Revisiting p-$^{11}$B Fusion: Updated Cross-sections, Reactivity, and Energy Balance
Hong-Yi Wang, Yu-Qi Li, Qian Wu, Zhu-Fang Cui
TL;DR
This work reassesses p-$^{11}$B fusion viability by delivering a high-precision parameterization of the cross-section over $0$--$10$ MeV using recent measurements, including a newly observed resonance near $4.7$ MeV. Thermonuclear reactivity is computed via Maxwellian averaging, with particular attention to the resonances at $0.6$ MeV and $4.7$ MeV. The energy balance is analyzed with a self-consistent electron temperature, showing a finite temperature window where fusion power can exceed bremsstrahlung losses, even under conservative cross-section variations.
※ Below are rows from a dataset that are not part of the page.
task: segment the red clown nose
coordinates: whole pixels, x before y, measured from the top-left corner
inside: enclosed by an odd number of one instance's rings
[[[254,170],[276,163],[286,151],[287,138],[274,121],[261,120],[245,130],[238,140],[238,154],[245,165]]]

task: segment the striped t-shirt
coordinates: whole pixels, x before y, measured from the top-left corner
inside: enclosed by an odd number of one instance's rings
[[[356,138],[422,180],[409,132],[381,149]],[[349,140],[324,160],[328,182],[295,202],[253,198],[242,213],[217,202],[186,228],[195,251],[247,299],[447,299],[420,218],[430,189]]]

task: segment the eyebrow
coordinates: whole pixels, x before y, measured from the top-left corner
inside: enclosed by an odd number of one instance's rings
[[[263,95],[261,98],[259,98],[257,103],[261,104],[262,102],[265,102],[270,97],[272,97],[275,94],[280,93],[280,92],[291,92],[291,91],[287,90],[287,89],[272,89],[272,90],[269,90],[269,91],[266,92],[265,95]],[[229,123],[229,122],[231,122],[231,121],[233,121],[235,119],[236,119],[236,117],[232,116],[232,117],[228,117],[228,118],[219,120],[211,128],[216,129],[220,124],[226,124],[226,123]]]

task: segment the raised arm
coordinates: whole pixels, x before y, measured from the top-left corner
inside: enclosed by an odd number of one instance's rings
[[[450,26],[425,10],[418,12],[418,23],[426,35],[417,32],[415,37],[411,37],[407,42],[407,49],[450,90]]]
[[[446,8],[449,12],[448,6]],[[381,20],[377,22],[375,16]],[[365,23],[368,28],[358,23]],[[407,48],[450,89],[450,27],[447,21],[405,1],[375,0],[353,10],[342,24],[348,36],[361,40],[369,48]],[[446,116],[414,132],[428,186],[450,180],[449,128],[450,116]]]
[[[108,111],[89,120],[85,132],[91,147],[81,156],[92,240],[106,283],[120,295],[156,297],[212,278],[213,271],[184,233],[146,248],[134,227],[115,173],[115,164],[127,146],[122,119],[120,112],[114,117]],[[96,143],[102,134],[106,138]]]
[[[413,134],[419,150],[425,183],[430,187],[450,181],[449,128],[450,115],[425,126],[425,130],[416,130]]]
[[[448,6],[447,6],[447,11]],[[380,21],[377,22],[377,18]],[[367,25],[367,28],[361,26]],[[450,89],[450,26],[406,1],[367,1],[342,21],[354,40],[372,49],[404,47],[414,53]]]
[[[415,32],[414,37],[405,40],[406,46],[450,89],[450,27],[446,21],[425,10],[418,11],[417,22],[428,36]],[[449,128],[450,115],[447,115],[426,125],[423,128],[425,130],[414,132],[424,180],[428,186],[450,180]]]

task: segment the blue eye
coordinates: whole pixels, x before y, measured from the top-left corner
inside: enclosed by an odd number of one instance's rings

The results indicate that bremsstrahlung constraints are not inherently prohibitive for p-$^{11}$B fusion under contemporary data and modeling, though exploiting this potential requires stringent plasma conditions and further experimental and theoretical refinement.
Abstract
Recent experimental progress has substantially improved the available cross-section data for the p-$^{11}$B fusion reaction, particularly in energy regions that previously lacked direct measurements. In this study, we develop a high-precision analytical parameterization of the p-$^{11}$B reaction cross-section over the 0--10 MeV energy range, incorporating the new experimental data into a continuous and numerically efficient representation. Using this parameterization, we evaluate the thermonuclear reactivity of the p-$^{11}$B reaction and examine the effects of the dominant resonance at 0.6 MeV and a newly observed resonance around 4.7 MeV. Furthermore, we assess the energy balance by analyzing the fusion power density and the electron bremsstrahlung power density. Our results indicate that p-$^{11}$B fusion is not precluded by bremsstrahlung constraints when contemporary cross-section data and self-consistent thermal modeling are employed.